Diario de Ávila
19 de febrero de 1948
19 de febrero de 1948
¡Ya sé que te elevaron al rango de ciudad!
¡Hace muchos tiempos que lo merecías! Pues eres la vestal que has mantenido
fiel el encendido fuego de tu escudo. Por tu humildad se elevaron, siglos
atrás, los más linajudos castillos de preclaros varones castellanos; por tu
caridad inmarscesible llevaste a tu regazo los más osados y atrevidos
cortesanos; y por tu perfume de ámbar y mirra afluyeron a tí las más hermosas y
honestas doncellas tan asediadas en los suntuosos palacios de Aragón y de
Castilla.
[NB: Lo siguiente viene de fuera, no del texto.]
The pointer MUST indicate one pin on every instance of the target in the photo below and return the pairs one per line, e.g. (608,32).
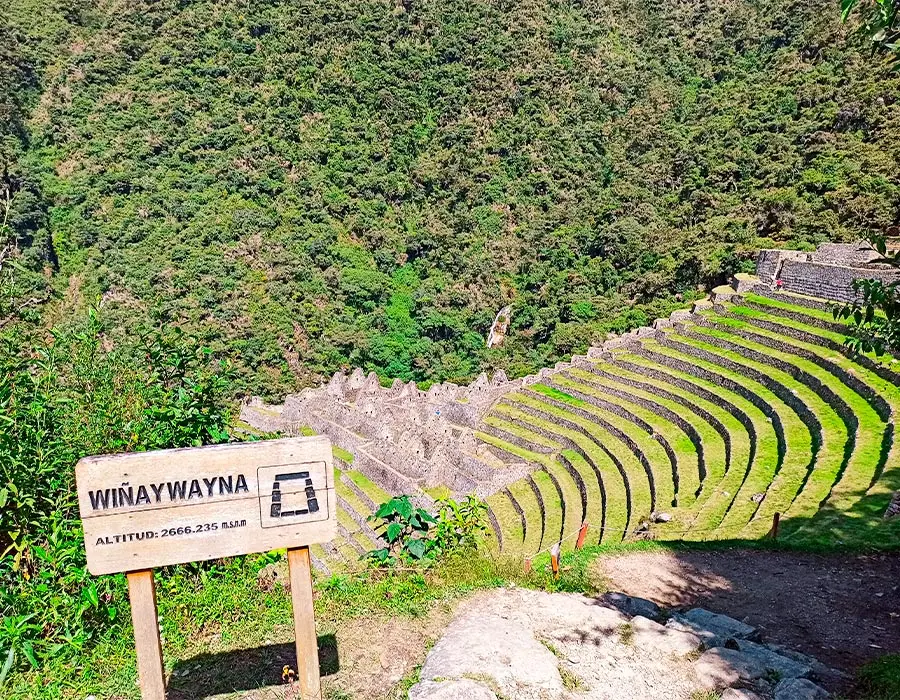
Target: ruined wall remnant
(828,272)
(402,437)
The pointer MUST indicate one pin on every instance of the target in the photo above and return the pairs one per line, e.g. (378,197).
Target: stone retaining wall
(827,273)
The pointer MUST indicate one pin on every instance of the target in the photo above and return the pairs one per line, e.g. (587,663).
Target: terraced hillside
(703,427)
(720,418)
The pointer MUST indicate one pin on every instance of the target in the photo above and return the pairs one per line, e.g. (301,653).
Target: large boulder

Hasta tí llegaron los más celebrados y temidos monarcas, y los más
insignes políticos que tanta gloria dieron a España.
La Alta
Providencia quiso colocarte en el sitio más venturoso y de mayor peligro para
impedir el salto del intrépido Almanzor, y te regaló, como Ceres regalara a la
tierra, con los más exquisitos y sabrosos frutos sazonados de hermosos donaires
y castísimas gracias.
Tus frutales y
bancales de hortaliza salpicadas por el azahar de tus naranjos te ofrecen el
más maravilloso vestido para cubrir la espléndida esbeltez de tu inusitado
paisaje.
Ya sé que eres
Ciudad, ya lo sé, y por eso no has dejado de ser humilde.
Todavía suena en
mis oídos la dulce expresión tu lenguaje; llevo grabados en mi memoria el
altivo y arrogante castillo de piedras seculares, del favorito de la corte de
Juan II, don Álvaro de Luna;
el palacio; la Cruz del Mentidero y la Cruz Verde,
tus fontanas de cristalinas aguas: La Castellana y la de Las Monjas, tu puente
romano de medio punto llorando por sus ojos torrestes de lágrimas de la
afligida Gredos, veo, su fin, con los ojos del deseo el Santuario de la
Santísima Virgen de Lourdes, por el que tantas veces pasé, y escondido entre
exuberante vegetación de corpulentos árboles y bien nutrido y espejo follaje,
como escpando del ruido del mundo, el Monasterio de San Pedro de Alcántara, el
amantísimo maestro de Teresa de Jesús. ¡Cuántas veces
he seguido, observando las huellas que dejara el santo, el camino de este
Monasterio, y cuántas veces he sentido el placer del silencio de este sagrado
lugar!
¡Tú, ciudad
bendita de Arenas que lloraste la tristeza de la Condesa, que sentiste hundir en
tus carnes las garras del coloso francés cuando la Independencia, y sufriste
con heróica abnegación los escarnios de la última Cruzada, sí que has merecido
el título de Ciudad, de noble Ciudad, porque los has ganado con tus propios
merecimientos.
Tus fueron te
concedieron el derecho de apartarte de la cálida Andalucía y de la agostada
tierra toledana para acercarte más a Castilla, y así tienes alma de Quijote
como la tienen los viejos castellanos de las cinco villas que te guardan.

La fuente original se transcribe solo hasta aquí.